Winter up there; here on the water, ferries as usual. And a dragon boat team, also as usual. (OK, you’ve got me. No dragons. Just dragon boaters…)

I’m approaching Hinge Park, but I am distracted by a labyrinth. It glistens quite eerily, as if floating on its own skin of water.

Am amateur job, surely. Masking tape is my bet — and by now in no better shape than the leaves that have landed on it.

But I like it a lot. I like that it’s wonky, and disheveled. I even forgive the fact that you can’t navigate it without cheating a bit, here & there …  (Yes, I walk it. Of course I do.)

Out of the labyrinth, past Hinge Park, & here’s Habitat Island — the man-made island designed to follow nature’s own recipe and provide additional wildlife habitat within False Creek. Two great dead trees anchor the island, spear the sky, and are topped, as always, with live birds.

I go read the plaque, and discover those dead trees are a deliberate part of the plan.

“Raptor Perch” indeed. No raptors at the moment, just gulls & crows — but perched. Definitely perched.

Starting to loop back east takes me along the little creek through Hinge Park that feeds into False Creek. At the moment it’s full of Mallard ducks, bright against the soft grey light.

Heading back up Main Street, one last tribute to birds, at the corner of East 6th.

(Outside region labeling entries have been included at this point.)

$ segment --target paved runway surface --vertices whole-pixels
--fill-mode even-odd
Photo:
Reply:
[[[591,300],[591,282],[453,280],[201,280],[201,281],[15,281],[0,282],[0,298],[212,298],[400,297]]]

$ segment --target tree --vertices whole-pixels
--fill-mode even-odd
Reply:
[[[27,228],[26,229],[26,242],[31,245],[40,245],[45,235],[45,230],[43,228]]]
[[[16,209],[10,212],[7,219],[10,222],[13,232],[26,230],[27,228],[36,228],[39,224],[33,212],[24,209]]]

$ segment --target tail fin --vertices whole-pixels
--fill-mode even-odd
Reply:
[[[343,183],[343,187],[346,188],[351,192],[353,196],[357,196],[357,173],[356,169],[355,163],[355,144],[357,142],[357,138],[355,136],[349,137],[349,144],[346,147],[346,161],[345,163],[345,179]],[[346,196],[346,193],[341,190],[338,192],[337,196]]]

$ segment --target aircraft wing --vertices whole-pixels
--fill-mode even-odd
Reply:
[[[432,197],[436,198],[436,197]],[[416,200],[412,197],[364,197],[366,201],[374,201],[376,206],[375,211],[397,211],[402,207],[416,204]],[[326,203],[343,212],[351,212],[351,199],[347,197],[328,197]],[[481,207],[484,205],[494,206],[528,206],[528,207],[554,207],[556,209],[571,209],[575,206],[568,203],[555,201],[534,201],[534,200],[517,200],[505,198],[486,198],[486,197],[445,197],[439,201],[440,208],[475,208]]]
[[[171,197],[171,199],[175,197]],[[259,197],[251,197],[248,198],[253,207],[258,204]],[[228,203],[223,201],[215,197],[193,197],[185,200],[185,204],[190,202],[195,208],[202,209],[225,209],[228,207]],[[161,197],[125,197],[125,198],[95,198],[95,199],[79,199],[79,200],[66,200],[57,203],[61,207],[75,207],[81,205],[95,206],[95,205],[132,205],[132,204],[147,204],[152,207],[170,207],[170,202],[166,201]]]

The leaves have fallen, no shade here until next spring. But I do pause. A moment of appreciation is always in season.

 

 

All Hail, Rain City

23 November 2018 – And there was, literally, a rattle-drum’s worth of hail along with the rain.

But rain is the constant, not hail. It is the pulse of Vancouver winter.

It makes headlights gleam, in the late afternoon of our ever-shorter days …

it bounces expanding circles into parking lot puddles …

and it plays polka-dot on a balcony glass wall.

Umbrellas again define us.

Waiting for use, they sit neatly furled by the front door …

in use, they bubble the sidewalk …

Inside shops, they are jammed into some kind of wet-umbrella stand …

and, once finally home, they are propped open, to dry.

Along with big, bright rain hats!

A Tug to the West

28 October 2018 – So there we were, admiring the Radium Yellowknife, a Vancouver-registered tug working the Toronto harbourfront …

And here we are, admiring the Ella McKenzie, the 1951 wooden tug who once worked the B.C. coast and now bobs at anchor in False Creek, enjoying her retirement in the outdoor section of the Vancouver Maritime Museum.

She may be retired, and she may bear a notice telling us not to step aboard, but this Great Blue Heron doesn’t care.

He has not retired, and he is aboard, and he ignores our admiring presence on the walkway.

The Ella McKenzie is now his fishing platform.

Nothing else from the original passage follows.